Toby was a dog I had a chance to meet and then see again 4 days later (I also worked with his “sister”, a yellow lab named Daisy who, if you watch carefully, can be seen in the above video bored in the background with such shenanigans).
When I first met him he was an anxious, skittish, non compliant adolescent with a lot of angst. By the end of the first session he was definitely calmer, learned a number of new behaviors, and his owner, Katie, was given a lot of very clear cut workable protocols to start ameliorating alot of his anxiety based reactivity.

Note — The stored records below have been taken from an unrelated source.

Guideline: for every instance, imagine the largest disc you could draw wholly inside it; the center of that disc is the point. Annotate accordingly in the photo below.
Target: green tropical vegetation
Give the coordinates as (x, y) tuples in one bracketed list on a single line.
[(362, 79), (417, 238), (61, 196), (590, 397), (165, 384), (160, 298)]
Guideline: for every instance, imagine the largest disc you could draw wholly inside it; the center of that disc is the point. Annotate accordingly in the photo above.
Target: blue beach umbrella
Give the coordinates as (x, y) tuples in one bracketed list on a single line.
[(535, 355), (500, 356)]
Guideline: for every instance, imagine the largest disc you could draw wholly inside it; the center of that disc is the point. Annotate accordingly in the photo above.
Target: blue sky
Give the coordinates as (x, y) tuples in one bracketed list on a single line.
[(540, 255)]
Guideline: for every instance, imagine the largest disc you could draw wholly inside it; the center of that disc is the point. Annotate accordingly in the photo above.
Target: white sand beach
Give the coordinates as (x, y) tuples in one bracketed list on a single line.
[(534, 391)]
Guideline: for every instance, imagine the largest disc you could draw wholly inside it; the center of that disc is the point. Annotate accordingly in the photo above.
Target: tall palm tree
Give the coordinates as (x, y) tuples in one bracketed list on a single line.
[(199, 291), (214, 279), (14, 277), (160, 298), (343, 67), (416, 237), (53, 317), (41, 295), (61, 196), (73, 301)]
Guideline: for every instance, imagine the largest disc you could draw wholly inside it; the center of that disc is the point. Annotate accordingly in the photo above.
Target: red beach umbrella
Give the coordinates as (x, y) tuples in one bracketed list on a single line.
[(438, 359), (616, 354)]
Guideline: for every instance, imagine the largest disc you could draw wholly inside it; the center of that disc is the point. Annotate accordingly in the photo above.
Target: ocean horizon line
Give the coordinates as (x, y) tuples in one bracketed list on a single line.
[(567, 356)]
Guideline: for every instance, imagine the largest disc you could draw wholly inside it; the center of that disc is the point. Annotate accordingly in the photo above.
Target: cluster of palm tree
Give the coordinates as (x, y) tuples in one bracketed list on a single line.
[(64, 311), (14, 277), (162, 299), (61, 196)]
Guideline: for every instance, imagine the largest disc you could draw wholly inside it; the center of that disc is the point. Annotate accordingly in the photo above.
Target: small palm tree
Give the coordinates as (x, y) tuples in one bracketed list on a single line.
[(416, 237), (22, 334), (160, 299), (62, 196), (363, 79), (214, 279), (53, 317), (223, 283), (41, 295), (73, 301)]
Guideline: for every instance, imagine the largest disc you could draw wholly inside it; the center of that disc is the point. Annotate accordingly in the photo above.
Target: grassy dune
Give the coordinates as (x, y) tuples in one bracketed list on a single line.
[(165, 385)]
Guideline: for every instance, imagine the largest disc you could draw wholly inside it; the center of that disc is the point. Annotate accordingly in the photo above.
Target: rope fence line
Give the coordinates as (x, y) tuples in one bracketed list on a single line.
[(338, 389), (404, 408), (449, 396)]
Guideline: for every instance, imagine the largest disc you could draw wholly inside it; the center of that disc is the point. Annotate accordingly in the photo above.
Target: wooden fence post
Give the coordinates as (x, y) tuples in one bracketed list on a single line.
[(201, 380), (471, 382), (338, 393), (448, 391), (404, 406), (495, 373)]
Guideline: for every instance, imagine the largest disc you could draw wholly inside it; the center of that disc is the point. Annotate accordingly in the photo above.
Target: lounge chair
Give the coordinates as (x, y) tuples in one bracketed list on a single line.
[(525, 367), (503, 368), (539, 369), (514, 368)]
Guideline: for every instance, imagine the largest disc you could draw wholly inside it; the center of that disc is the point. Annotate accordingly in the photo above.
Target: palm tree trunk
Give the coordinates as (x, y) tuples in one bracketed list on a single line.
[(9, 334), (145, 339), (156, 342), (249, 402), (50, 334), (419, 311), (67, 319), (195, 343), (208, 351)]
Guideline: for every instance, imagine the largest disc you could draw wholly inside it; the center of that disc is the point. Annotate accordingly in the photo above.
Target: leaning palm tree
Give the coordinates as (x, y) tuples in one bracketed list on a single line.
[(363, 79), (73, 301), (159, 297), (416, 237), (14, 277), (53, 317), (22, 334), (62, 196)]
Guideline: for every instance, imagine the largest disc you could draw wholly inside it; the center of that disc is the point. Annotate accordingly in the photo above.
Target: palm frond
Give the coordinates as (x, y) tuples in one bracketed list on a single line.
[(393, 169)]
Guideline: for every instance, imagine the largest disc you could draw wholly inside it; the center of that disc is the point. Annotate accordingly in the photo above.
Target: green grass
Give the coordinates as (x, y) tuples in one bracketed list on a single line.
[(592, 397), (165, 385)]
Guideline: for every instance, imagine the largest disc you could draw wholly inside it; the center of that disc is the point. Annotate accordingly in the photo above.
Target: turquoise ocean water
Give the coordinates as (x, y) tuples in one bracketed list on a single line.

I returned to see Toby 4 days later for a follow up, which is unusual for me. I was asked to return because Katie’s husband had returned from the navy and they were due to drive west and relocate to Seattle for a new navy post. The change in Toby was so dramatic. Where at my first meeting he was reactive, barky, suspicious, guarded, skittish. At my second visit,after I walked into the house, he just stared at me with such depth of gratitude it almost made me cry. It was as if his eyes were saying “thank you for helping us all bring me to a sane place, I feel so much better.”
Toby’s trust in me was so complete that he not only learned to go in the laundry basket quite quickly (when it was first brought in he was very guarded about its presence) but he let me videotape him as he went in for what was the third time in his life. Toby didn’t really like having his picture taken either, but he was a trooper.
Clicker training, done correctly, with lots of immediate feedback, is absolutely the coolest way to help teach a dog to do tasks that are complex and foreign as well as to “fix” those things a dog finds less than swell!
Thank you Toby, for being such a good sport!